The short-term incentives (‘STI’) program, to commence in financial year 2022, is designed to align the targets of the business units with the performance hurdles of executives. STI payments are granted to executives based on specific annual targets and key performance indicators (‘KPI’s’) being achieved. KPI’s include EBITDA performance and a mix of role specific metrics for the different executives.
For the financial year ending 30 June 2021 all executives removed their entitlement to any STI cash bonuses as a result of the uncertain economic environment due to the global pandemic.
The long-term incentives (‘LTI’) include long service leave and share-based payments.
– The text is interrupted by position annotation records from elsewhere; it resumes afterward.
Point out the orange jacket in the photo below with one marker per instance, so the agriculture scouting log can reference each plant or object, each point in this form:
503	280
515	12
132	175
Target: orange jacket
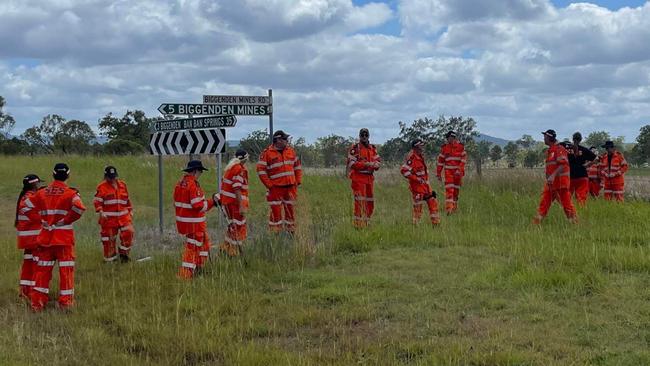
612	171
114	202
190	205
59	206
28	224
557	157
358	156
279	168
415	170
452	158
235	178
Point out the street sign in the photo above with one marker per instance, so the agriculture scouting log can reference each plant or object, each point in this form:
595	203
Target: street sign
212	141
237	99
214	109
194	123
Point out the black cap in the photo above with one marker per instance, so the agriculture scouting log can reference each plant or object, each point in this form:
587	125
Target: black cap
577	136
550	133
241	154
194	165
110	172
608	144
279	134
31	179
417	142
Remuneration is awarded to executives over a period of two to five years based on longterm incentive measures.
Consolidated entity performance and link to remuneration
Remuneration for certain individuals is directly linked to the performance of the consolidated entity. A portion of cash bonus and incentive payments are dependent on defined EBITDA targets being met. The remaining portion of the cash bonus and incentive payments are at the discretion of the Nomination and Remuneration Committee.
The Nomination and Remuneration Committee is of the opinion that the improved results can be attributed in part to the adoption of performance based compensation and is satisfied that this improvement will continue to increase shareholder wealth if maintained over the coming years.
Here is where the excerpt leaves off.